The idea comes to him in the shower. “Why,” SRF reporter Matthias Rusch (49) asks himself this spring, “I don’t even try to get from the northernmost to the southernmost point in this country that is so fixated on money without a cent, on foot and by hitchhiking, and eat and earn shelter?” In Bargen SH, Rusch starts his one-week “adventure that opened my eyes”. He is traveling without a camera team and films with his mobile phone so that the encounters with the people are as real as possible. The result can be seen from Monday to Friday on “Schweiz aktuell” (SRF 1, 7 p.m. each day).
He works out his first meal in the poorest community in Schaffhausen, in Merishausen, where he helps a farmer and gets groceries from the farm shop. Then it’s off to Küsnacht, the richest municipality in the canton of Zurich. “At the train station I saw parents picking up their children from the scout camp. I thought they might spontaneously accommodate a stranger.” In fact, a family takes him to their 7-room villa. “We ate pizza in the garden and it was a cozy evening.”
The next day he makes a hitchhike at Männedorf ZH. “A fancy Mercedes stopped.” But the man refuses to be interviewed later. “It was a Russian millionaire who told me that he had recently had unpleasant reactions to his nationality. He gave me a tenner for that.”
“I was able to refute many prejudices”
At first, Rusch doesn’t identify himself as a TV employee so he doesn’t need the SRF as a door opener, and only asks later if he can conduct an interview. Most of the protagonists are happy to provide information, except for the Russian and a group of men who are driving him in the direction of Central Switzerland. “They were plainclothes investigators from the canton police.”
Basically, Rusch says: “I was able to refute many prejudices on my trip. Also that Swiss are reserved and reserved. If you ask nicely, many will be willing to help.” In Riemenstalden SZ, the village pub invites him to a glass of cider despite the day off and offers him a room to stay overnight. “I helped him with the cooking and in the garden.”

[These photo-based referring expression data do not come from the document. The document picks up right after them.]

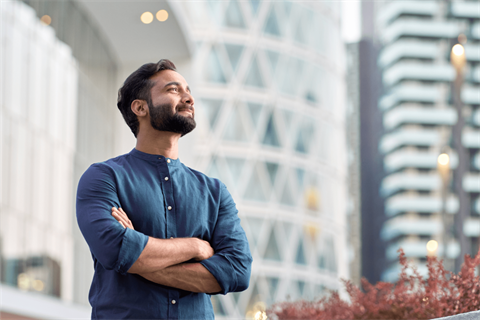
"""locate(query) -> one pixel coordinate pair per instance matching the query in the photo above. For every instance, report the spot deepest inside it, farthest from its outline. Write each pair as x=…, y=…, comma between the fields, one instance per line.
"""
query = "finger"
x=120, y=218
x=124, y=216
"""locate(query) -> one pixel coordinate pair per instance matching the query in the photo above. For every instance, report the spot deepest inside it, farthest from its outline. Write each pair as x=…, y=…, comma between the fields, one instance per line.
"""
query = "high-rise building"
x=269, y=83
x=421, y=121
x=268, y=79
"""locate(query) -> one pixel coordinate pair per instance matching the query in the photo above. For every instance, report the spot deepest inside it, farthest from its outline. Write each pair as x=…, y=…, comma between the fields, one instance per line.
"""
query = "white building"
x=269, y=83
x=418, y=115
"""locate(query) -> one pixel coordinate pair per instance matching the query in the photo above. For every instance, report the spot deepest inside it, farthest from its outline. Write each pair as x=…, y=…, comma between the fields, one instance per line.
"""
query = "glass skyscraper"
x=419, y=118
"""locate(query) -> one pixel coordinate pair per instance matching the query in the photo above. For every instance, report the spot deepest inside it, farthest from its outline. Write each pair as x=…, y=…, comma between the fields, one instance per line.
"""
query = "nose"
x=188, y=98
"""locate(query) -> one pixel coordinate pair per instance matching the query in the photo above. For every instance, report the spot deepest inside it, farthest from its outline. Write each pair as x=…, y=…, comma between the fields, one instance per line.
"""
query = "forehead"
x=166, y=76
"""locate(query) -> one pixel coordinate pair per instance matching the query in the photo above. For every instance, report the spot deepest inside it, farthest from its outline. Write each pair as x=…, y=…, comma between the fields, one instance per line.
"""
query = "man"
x=163, y=237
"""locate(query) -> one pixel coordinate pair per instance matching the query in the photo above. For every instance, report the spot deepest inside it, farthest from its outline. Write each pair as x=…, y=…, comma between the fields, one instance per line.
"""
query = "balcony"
x=471, y=227
x=405, y=158
x=470, y=95
x=472, y=52
x=397, y=8
x=418, y=71
x=416, y=203
x=471, y=182
x=399, y=138
x=421, y=29
x=476, y=161
x=419, y=115
x=410, y=93
x=407, y=49
x=465, y=9
x=471, y=138
x=418, y=249
x=410, y=181
x=402, y=226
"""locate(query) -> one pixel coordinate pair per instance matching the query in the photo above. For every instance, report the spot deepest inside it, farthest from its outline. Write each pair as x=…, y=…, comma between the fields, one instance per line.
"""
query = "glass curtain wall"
x=39, y=82
x=269, y=86
x=45, y=171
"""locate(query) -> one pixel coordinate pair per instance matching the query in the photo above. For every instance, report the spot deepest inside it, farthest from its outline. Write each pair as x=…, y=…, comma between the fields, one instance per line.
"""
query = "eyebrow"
x=175, y=83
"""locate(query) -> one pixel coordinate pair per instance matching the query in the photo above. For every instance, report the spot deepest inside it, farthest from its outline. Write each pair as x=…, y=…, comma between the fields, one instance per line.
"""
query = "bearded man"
x=163, y=237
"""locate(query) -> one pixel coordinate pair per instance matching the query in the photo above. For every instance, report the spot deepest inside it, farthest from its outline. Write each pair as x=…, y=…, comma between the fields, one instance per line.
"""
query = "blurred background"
x=344, y=131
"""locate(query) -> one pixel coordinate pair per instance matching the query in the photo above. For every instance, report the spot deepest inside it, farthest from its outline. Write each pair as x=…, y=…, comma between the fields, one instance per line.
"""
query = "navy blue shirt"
x=163, y=198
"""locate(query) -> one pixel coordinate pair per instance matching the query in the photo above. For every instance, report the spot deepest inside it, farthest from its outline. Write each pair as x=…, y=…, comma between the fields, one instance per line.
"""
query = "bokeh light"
x=46, y=19
x=162, y=15
x=432, y=246
x=146, y=17
x=443, y=159
x=458, y=50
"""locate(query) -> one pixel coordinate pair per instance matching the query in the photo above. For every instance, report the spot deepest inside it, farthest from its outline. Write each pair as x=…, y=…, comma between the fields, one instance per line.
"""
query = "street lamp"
x=458, y=60
x=443, y=167
x=432, y=247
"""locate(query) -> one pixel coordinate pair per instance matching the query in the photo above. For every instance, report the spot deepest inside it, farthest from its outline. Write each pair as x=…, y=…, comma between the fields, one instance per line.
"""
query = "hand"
x=204, y=250
x=122, y=217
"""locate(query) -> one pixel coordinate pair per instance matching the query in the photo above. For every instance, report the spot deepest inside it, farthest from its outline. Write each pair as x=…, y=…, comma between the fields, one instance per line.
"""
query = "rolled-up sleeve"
x=113, y=246
x=231, y=263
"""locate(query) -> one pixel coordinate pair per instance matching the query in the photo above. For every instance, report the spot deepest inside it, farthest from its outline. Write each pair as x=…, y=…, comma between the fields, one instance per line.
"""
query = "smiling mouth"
x=190, y=112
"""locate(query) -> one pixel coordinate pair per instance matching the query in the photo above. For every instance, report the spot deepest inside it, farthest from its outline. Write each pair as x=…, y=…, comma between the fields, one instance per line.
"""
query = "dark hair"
x=137, y=86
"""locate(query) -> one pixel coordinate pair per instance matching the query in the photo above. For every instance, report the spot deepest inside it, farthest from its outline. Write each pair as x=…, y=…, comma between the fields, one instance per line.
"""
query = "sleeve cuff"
x=222, y=270
x=132, y=246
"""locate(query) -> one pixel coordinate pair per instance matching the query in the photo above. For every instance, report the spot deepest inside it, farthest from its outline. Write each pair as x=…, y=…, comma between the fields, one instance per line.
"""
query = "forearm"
x=193, y=277
x=159, y=254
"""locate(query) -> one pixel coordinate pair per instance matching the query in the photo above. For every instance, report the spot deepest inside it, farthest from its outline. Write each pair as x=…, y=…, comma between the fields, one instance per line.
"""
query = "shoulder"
x=203, y=178
x=106, y=169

He collects rubbish at the Gotthard service area in order to come to dinner. “I also found a five-franc and I was really happy. And realized: If you don’t have any money yourself and suddenly find five francs, you feel like a king. You learn to appreciate the little things again.”
In the heavy traffic center in Erstfeld UR he speaks to truck drivers from all over Europe. Nobody wants to let him spend the night in the cabin, “that’s their private realm. But I was allowed to sleep in the hold of a Czech driver. Because he wanted to continue north, I got up at five o’clock and switched to a Ukrainian’s vehicle heading towards Ticino. He had already made coffee for me when I knocked on his door. He’s back in Ukraine now, we’re still in contact today. Just last week he wrote me that he lives just ten kilometers from the bombed mall that made headlines around the world. Then I realized what a paradise we live in and how little we are aware of it».

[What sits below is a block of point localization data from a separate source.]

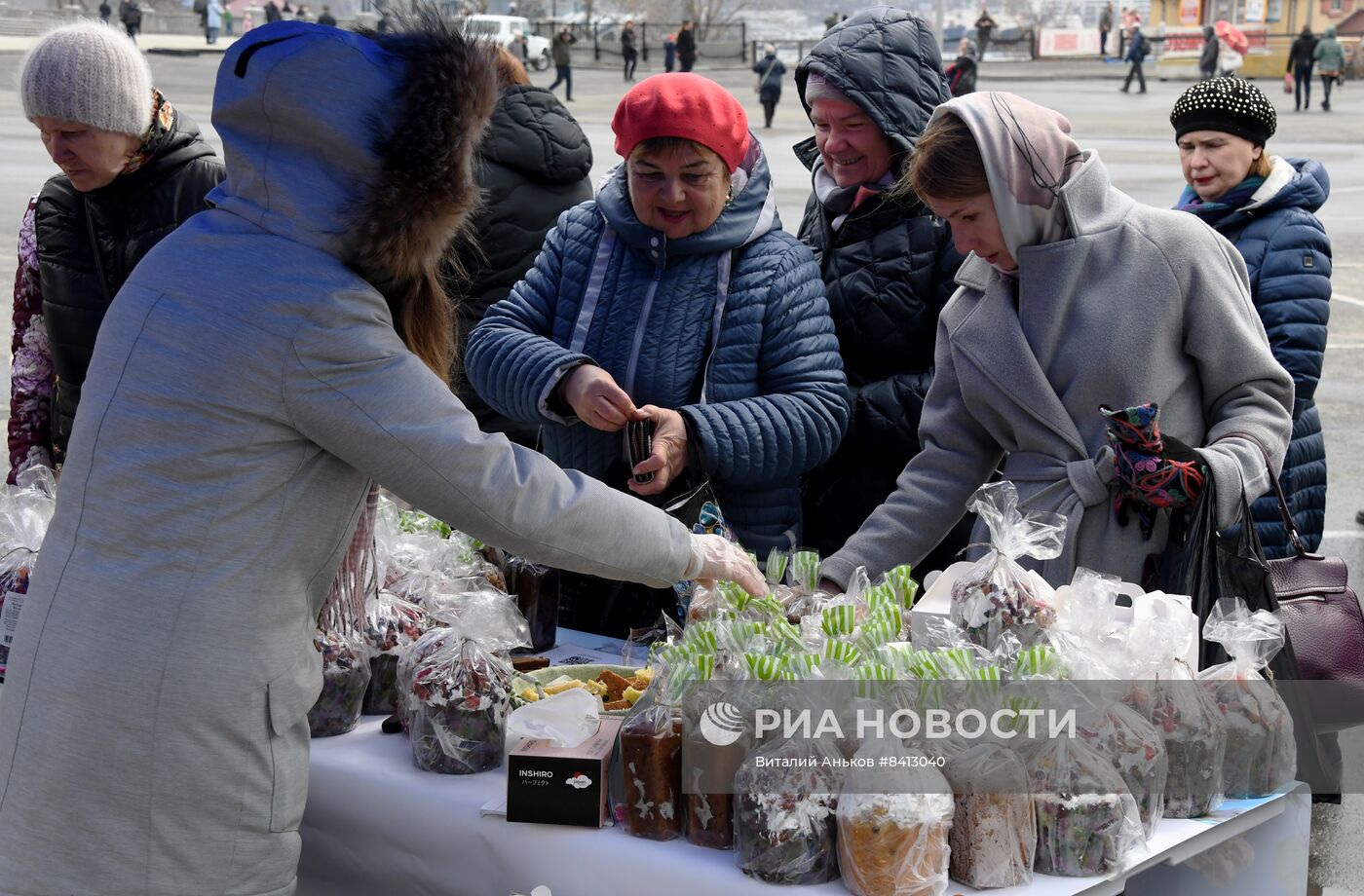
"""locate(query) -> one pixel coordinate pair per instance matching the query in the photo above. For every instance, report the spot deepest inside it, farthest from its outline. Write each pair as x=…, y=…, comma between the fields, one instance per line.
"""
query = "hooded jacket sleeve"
x=1247, y=394
x=930, y=494
x=513, y=363
x=1292, y=293
x=802, y=408
x=354, y=389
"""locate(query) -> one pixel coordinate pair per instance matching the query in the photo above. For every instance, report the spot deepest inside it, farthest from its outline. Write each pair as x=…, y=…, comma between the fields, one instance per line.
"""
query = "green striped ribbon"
x=777, y=566
x=766, y=667
x=842, y=653
x=906, y=589
x=1039, y=660
x=838, y=619
x=879, y=596
x=879, y=632
x=805, y=568
x=959, y=660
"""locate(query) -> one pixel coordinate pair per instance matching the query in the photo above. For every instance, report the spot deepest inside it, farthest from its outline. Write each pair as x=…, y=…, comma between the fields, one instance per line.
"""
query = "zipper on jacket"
x=638, y=331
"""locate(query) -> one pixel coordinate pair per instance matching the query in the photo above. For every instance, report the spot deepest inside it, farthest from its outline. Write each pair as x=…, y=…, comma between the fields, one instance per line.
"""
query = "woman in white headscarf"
x=1075, y=296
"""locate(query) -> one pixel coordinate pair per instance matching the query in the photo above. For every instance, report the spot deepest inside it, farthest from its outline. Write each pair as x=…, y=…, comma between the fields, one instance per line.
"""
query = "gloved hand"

«Travelling without money is more exhausting»
In Bellinzona, Rusch is allowed to grate potatoes for his rösti in a grotto run by Tamils. In Lugano, he is housed by an unemployed fashion designer who is dependent on social security. A gas station attendant at the border can’t offer him a job because business is bad in Italy because of the lower petrol prices. “But he wanted to give me a twenty out of his own pocket.”

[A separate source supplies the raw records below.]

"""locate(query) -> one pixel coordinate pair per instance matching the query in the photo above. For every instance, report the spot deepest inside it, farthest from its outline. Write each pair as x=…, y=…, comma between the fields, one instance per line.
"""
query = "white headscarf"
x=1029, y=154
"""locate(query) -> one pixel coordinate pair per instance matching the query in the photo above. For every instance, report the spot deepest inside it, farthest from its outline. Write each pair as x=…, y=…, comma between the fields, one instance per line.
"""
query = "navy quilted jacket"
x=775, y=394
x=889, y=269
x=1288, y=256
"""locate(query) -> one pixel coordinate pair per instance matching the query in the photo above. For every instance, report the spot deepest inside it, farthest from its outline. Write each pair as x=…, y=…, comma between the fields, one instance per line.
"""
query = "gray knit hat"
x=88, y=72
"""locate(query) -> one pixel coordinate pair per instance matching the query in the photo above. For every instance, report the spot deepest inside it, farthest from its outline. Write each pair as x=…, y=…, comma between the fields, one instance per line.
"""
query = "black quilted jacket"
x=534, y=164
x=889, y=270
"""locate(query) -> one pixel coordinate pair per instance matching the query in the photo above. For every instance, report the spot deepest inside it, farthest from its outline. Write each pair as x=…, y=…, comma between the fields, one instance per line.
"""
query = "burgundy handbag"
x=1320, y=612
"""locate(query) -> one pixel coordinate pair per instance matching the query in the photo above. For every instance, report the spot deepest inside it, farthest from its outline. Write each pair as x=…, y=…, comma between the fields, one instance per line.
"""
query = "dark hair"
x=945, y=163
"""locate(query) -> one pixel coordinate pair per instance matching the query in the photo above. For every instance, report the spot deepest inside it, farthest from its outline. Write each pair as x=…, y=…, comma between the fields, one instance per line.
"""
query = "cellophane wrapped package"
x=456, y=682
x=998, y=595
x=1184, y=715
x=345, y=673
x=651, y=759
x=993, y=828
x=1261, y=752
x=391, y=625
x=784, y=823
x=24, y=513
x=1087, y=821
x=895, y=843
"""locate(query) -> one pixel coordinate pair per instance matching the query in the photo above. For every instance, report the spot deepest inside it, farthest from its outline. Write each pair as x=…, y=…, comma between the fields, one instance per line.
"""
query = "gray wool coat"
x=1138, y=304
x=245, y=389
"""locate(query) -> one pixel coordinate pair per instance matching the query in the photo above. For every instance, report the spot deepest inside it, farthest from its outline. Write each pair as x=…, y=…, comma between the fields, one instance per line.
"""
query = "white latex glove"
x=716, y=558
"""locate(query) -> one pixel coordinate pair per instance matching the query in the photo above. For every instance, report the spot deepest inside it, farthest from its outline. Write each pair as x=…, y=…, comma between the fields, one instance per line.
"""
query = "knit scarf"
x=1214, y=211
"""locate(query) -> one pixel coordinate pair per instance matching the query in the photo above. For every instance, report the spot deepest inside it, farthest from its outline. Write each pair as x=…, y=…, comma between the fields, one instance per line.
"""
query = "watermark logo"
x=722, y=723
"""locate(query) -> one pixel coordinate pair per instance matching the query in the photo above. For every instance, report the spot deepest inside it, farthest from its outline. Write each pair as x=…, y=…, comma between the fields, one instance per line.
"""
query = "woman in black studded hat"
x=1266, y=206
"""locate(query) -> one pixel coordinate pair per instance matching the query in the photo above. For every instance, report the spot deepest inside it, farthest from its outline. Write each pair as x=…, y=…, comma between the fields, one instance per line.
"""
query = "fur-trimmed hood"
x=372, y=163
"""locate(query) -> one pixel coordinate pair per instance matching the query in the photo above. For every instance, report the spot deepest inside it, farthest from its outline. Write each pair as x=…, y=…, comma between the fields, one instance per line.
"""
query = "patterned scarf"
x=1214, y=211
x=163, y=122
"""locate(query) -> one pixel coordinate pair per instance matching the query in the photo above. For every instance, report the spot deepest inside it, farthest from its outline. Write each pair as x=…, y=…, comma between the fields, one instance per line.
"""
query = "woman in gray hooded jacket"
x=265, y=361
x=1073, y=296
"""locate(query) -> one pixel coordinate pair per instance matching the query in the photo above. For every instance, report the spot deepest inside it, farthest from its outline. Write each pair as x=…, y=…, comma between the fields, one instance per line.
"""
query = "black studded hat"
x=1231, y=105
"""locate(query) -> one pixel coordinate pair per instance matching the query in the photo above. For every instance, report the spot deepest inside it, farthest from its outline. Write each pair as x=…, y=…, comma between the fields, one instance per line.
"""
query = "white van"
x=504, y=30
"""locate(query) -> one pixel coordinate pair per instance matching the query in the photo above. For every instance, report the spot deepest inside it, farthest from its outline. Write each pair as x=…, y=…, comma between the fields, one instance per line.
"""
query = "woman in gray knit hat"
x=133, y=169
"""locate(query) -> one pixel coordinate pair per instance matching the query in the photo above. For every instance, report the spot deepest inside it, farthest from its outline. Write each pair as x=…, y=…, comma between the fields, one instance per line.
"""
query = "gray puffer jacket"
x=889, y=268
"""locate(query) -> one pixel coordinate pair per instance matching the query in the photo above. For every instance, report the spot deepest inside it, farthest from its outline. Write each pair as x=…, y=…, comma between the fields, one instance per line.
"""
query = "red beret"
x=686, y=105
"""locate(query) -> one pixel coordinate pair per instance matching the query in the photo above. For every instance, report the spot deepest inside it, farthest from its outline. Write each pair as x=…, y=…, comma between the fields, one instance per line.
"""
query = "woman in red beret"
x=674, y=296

Rusch’s balance sheet: “It doesn’t matter where you end up, but what kind of people you meet there. Traveling without money is definitely more exhausting. The organizational stress and uncertainties keep you on your toes. And you have to let your pants down, so to speak. Say you don’t have anything but want to work for food and shelter. In return, you get to know exciting people who enrich your life in a completely different way.»